В комнате номер один теперь и следа не осталось от четырехместных, привинченных к полу парт, вместо них — светлые столы на двоих и к ним стулья. Нет в комнате и музыкального «комода», малой фисгармонии, которая с задних рядов выглядела, словно шкаф с дверцами из металлической сетки. O musica viva, о живая музыка, которая возникала, когда какой-нибудь скверный мальчишка для получения заслуженной кары должен был перегнуться через инструмент и когда в ходе экзекуции он чуть смещался, так чтобы нажать грудью две октавы сразу, а руками — педали мехов. Ах, какие дивные получались звуки, когда пронзительную жалобу грешника сопровождал многозвучный вопль фисгармонии. Именно из-за этих воспоминаний наш путник так глубоко воспринимает теперь электромузыку. По другую сторону входной двери находился кабинет наглядных пособий, весь уставленный полками, а на полках в виде чучел — животный мир их родины, птицы и мелкие хищники: куница, хорек, ласка, лиса. В спирту — змеи: гадюки, ужи, веретеницы, которые, вообще-то говоря, никакие не змеи, но тем не менее до смерти напугали старого Крехта, когда тот однажды обнаружил у себя в кафедре тройку этих созданий. На газовой трубе под самым потолком висели географические карты. Величайшим государством мира был и оставался немецкий рейх вместе с присоединенными областями и утраченными колониями. Из задней стены торчали полуметровые железные штыри, на штырях — прищепки, к которым были подвешены всевозможные таблицы, каждая с деревянной планкой: собака, свинья домашняя, корова, рудник, водопад на Рейне под Шафхаузеном, завоевание Иерусалима крестоносцами… Теперь ничего подобного здесь нет. Стоящий на улице видит перед собой светлый физический кабинет и чувствует прежний запах от заспиртованных змей, этот аптечно-докторский запах, который в былые дни казался ему запахом науки. Ему хотелось бы войти в старую школу, но школьная дверь с прежней, до блеска начищенной медной ручкой заперта.

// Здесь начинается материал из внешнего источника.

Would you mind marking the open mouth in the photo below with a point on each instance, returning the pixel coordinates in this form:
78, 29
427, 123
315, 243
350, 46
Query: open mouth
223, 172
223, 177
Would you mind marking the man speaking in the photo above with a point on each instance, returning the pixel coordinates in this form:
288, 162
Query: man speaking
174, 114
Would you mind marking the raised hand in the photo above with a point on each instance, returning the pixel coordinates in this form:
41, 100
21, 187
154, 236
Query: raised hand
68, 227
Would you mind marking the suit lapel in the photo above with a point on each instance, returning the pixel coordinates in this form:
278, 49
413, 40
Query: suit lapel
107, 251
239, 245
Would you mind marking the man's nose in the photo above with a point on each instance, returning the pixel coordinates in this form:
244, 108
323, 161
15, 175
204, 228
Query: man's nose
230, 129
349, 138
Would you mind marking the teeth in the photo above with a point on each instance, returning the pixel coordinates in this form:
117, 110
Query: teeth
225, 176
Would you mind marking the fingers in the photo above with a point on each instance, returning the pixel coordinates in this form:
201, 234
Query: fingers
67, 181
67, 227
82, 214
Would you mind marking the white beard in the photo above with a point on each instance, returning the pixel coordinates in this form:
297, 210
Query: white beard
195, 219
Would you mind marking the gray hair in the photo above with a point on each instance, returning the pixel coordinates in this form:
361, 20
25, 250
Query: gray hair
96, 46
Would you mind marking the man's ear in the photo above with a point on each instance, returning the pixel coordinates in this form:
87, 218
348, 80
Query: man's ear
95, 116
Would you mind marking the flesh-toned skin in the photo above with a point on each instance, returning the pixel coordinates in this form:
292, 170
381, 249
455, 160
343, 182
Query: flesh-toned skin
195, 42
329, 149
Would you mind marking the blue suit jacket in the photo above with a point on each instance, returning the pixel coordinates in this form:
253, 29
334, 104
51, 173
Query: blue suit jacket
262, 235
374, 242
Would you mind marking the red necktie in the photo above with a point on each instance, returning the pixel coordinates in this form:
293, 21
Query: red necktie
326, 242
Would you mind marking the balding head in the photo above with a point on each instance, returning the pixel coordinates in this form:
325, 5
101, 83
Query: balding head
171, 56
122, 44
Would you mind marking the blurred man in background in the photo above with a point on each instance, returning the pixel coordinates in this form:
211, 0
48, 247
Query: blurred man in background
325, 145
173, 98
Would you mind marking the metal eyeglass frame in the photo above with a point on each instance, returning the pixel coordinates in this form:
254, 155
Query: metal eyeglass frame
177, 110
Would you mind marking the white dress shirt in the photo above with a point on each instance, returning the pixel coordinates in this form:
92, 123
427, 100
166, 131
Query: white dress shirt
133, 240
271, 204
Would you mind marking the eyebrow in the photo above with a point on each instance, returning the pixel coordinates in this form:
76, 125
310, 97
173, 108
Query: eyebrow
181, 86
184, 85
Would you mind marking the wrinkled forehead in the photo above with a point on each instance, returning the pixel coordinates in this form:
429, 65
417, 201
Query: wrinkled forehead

Зато большие створки церковных ворот распахнуты настежь. Правда, и здесь деревянная решетка преграждает вход, но зато она не мешает взгляду проникнуть в притвор, средний неф и даже к алтарю. В притворе висят теперь две большие мемориальные доски, две — вместо старой одной. Первую он еще помнит. На ней перечислены имена тех членов церковной общины, которые не вернулись с первой мировой войны. Разглядывать вторую, новую, кажется ему нарушением какого-то неписаного закона. Но он тщательно проходит глазами по длинному, в алфавитном порядке перечню имен с датами рождения и смерти. Имен около ста. И почти каждое из них будит живое воспоминание. Ему думается, что среди тех, кто перечислен на доске, убежденных наци было раз-два и обчелся, ну от силы десять на сотню. Куда же подевались остальные? Ведь в свое время все было наоборот. В свое время убежденных наци приходилось девяносто на сотню. Заглаживают ли такие поминальные доски нашу память? Или, наоборот, заостряют ее? Феликс К. не хочет сейчас биться над разрешением этой загадки. Сейчас не хочет, сейчас он довольствуется наипростейшим: сознанием, что сам он жив, он — Феликс, счастливчик.

Немного спустя он выходит на полевую тропинку, которая ведет от верхнего конца местечка к горному леску. Если бы кто проводил его взглядом на этой раскатанной колесами тачек тропе, тот увидел бы, как он наклонился вперед, одолевая подъем, как сложил руки на спине, словно тащит в лес вязанку хвороста. Ум Феликса К. занят двумя вопросами, которые, казалось бы, должны исключать друг друга. Трава забвенья расцветает, когда мы проходим по ней. Что есть воспоминание — поэзия или аллергическая реакция памяти?..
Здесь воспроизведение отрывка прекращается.